Eastern Football Conference
| Team | GP | W | L | T | PF | PA | Pts |
|---|---|---|---|---|---|---|---|
| Toronto Argonauts | 14 | 10 | 4 | 0 | 370 | 265 | 20 |
| Ottawa Rough Riders | 14 | 9 | 5 | 0 | 400 | 283 | 18 |
| Montreal Alouettes | 14 | 5 | 9 | 0 | 340 | 458 | 10 |
| Hamilton Tiger-Cats | 14 | 4 | 10 | 0 | 273 | 377 | 8 |

===Schedule===

| Week | Game | Date | Opponent | Results |  | Venue | Attendance |
| Score | Record |
| 1 | 1 | August 16 | at Ottawa Rough Riders | W 21–7 | 1–0 | Landsdowne Park | 20,321 |
| 1 | 2 | August 19 | vs. Montreal Alouettes | W 36–14 | 2–0 | Exhibition Stadium | 26,524 |
| 2 | 3 | August 26 | at Montreal Alouettes | W 29–28 | 3–0 | Molson Stadium | 24,533 |
| 3 | 4 | September 5 | at Hamilton Tiger-Cats | W 32–21 | 4–0 | Civic Stadium | 26,253 |
| 4 | 5 | September 11 | vs. Hamilton Tiger-Cats | W 16–12 | 5–0 | Exhibition Stadium | 30,863 |
| 5 | 6 | September 14 | at Ottawa Rough Riders | L 12–21 | 5–1 | Landsdowne Park | 20,477 |
| 5 | 7 | September 18 | vs. Ottawa Rough Riders | L 12–26 | 5–2 | Exhibition Stadium | 30,949 |
| 6 | 8 | September 24 | at Montreal Alouettes | W 21–9 | 6–2 | Molson Stadium | 23,452 |
| 7 | 9 | October 1 | vs. Montreal Alouettes | W 50–15 | 7–2 | Exhibition Stadium | 24,145 |
| 8 | 10 | October 7 | vs. Hamilton Tiger-Cats | W 24–14 | 8–2 | Exhibition Stadium | 27,494 |
| 9 | 11 | October 10 | at Hamilton Tiger-Cats | L 16–20 | 8–3 | Civic Stadium | 25,873 |
| 10 | 12 | October 16 | vs. Ottawa Rough Riders | W 37–13 | 9–3 | Exhibition Stadium | 32,896 |
| 11 | 13 | October 22 | at Ottawa Rough Riders | L 1–38 | 9–4 | Landsdowne Park | 19,119 |
| 12 | 14 | October 30 | vs.
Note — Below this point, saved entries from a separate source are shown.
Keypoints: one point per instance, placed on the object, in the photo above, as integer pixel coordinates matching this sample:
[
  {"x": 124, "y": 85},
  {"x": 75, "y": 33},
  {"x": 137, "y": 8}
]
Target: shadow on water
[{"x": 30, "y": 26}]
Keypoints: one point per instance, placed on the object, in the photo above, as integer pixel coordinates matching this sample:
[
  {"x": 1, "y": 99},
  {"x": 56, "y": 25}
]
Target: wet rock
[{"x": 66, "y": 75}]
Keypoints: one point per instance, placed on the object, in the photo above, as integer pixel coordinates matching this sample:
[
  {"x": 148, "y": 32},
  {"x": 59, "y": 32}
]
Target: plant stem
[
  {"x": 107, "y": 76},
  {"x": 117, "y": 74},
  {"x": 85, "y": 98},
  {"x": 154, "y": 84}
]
Montreal Alouettes | W 63–27 | 10–4 | Exhibition Stadium | 26,069 |

==Playoffs==

=== IRFU Finals ===
(two game, total point series)

| Round | Date | Opponent | Results |  | Venue | Attendance |
| Score | Record |
| IRFU Final Game 1 | Nov 12 | at Ottawa Rough Riders | L 21–33 | 0–1 | Landsdowne Park | 18,385 |
| IRFU Final Game 2 | Nov 20 | vs. Ottawa Rough Riders | L 21–20 | 0–2 | Exhibition Stadium | 30,529 |

- Ottawa won the series 54–41. Ottawa advanced to play the Edmonton Eskimos in the Grey Cup.
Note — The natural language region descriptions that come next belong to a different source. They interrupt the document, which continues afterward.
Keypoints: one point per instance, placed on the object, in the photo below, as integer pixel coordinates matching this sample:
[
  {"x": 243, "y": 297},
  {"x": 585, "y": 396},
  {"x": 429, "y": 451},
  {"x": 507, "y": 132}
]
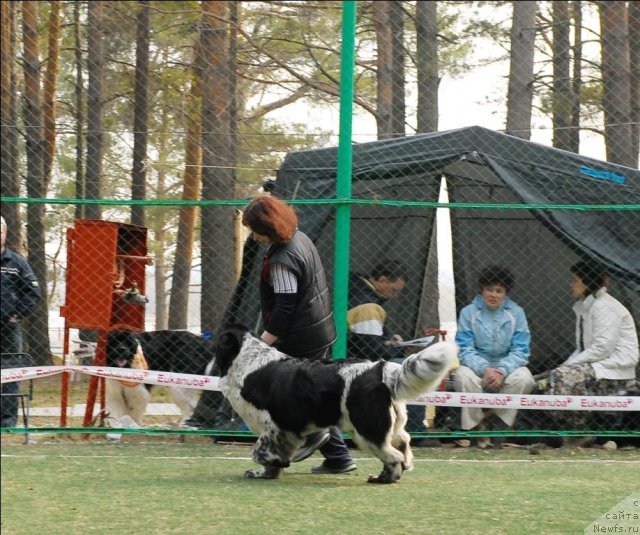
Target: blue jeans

==Schenley Award nominees==

| Player | Canadian | Lineman |
|---|---|---|
| Cookie Gilchrist | Bill Mitchell | Dick Fouts |

- Cookie Gilchrist was the Eastern nominee for CFL Most Outstanding Player Schenley Award, but lost the award to Jackie Parker of the Edmonton Eskimos. Parker received 37 votes; Gilchrist received 33.